The man seated next to me, whose eyes were already wandering towards the buffet table even though the social media training session had only been in progress for six minutes, could contain himself no longer:

“No disrespect, but I work in PROCUREMENT!  I don’t have time for all this social media marketing nonsense,” he snapped.  “I couldn’t care less about the minutiae of teenagers’ tedious lives,  I’m quite sure they don’t want to hear about mine, and I certainly don’t want my team wasting company time on gimmicky fads – we’re hard pressed enough as it is.  Now can we please have a drink?”
“Rupert” (let’s call him), the man in question, was an intelligent, very successful head of procurement in his forties who’d had a long, tiring day and needed a beer.   I – a social media strategist – was trying to show him and his colleagues how social media can be used to help tackle real business challenges.   It wasn’t an ideal scenario.

“Rupert, I think I love you.” I replied. “You couldn’t have captured more perfectly in one sentence every myth going about social media if you’d tried.  Let me get you a cold beer, then let’s tackle these myths one by one.”
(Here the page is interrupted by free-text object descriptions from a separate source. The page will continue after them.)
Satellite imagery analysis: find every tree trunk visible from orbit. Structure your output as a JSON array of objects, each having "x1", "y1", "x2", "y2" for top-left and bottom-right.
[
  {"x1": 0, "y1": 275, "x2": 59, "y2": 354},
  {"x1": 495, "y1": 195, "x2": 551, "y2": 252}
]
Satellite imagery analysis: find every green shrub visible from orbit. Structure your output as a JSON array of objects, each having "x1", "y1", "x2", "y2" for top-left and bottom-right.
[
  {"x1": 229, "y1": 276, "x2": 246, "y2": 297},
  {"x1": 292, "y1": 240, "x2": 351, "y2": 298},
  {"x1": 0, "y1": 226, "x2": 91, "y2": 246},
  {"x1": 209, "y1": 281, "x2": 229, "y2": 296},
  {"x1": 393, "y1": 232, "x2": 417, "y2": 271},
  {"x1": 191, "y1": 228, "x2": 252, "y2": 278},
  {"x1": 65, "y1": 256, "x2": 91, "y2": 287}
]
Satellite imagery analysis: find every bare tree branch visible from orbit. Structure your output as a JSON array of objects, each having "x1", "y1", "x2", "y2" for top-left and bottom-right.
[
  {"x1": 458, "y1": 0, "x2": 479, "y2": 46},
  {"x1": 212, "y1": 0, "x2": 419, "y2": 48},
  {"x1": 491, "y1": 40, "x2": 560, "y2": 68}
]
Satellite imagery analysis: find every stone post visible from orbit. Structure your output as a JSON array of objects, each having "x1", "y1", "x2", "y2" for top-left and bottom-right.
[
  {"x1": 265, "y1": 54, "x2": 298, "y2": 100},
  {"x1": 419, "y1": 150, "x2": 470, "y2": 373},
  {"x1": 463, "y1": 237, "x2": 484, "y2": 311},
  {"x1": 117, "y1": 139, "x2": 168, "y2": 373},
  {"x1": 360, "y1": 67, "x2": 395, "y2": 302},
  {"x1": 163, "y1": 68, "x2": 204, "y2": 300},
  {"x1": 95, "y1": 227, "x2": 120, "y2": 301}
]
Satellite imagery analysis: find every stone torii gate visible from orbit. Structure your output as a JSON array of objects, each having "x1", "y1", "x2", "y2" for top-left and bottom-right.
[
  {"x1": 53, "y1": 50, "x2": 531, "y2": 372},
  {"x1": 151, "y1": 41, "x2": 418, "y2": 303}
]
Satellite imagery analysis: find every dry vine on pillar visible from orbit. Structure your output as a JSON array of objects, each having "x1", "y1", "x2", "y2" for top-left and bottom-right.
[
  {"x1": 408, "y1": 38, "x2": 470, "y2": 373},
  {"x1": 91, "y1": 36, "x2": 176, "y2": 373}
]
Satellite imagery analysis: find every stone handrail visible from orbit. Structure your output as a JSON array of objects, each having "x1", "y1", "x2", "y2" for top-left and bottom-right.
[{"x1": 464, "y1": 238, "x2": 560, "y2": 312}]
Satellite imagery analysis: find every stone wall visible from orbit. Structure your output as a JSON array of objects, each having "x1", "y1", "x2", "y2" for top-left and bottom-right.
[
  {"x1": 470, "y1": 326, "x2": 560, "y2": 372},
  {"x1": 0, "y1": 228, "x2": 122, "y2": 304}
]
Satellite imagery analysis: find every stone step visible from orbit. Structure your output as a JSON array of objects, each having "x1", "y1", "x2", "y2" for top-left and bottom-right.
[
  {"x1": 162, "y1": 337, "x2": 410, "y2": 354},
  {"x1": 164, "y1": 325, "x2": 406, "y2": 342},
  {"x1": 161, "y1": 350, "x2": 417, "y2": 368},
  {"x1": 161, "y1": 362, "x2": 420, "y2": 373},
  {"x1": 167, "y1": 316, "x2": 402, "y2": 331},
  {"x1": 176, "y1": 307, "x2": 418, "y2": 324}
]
1)      Social media is all about connecting people who care about the same things that you do.  Yes, you work in procurement. But you also work for a company or organisation trying to achieve complex goals in an increasingly interconnected world, where information exchanges are now taking place through social media rather than newspapers, TV or even email.  The question should be: how can you afford to ignore or isolate your team from this critical information in a highly competitive marketplace?
2)      Social media isn’t a fad, and won’t disappear.  It is only going to become more prevalent.  Everyone your organisation recruits who is born after 1985 (known as “Millenials”), and all of your Millenial customers or service users, will have grown up with a socially-connected, digitally-oriented mind set and capability: it is as deeply ingrained as their first language.
3)      Social media is not about marketing.   Big consumer brands with big marketing budgets were among the early adopters of social media tools, networks and spaces, and still tend to grab all the headlines. But social media has a huge amount to offer disciplines like procurement in terms of more effective, more cost- and time- efficient collaboration, communication, creativity, customer service, market and supplier research.
4)      Social media ≠ “wasting time on Facebook”.   Yes, Facebook has half a billion users.  But there are many other more useful and appropriate networks and social tools that you’d probably choose ahead of Facebook to help you serve your internal customers in remote locations better, for example, or to pre-qualify potential suppliers.

PS: I’m happy to report that with a beer in his hand, and reassurance that no one was asking him to post photos of his last stag ski trip to St Anton on the company intranet, Rupert was a lot more receptive to hearing about how social media could help make his life easier.

This blog was originally written for and published on Spend Matters UK.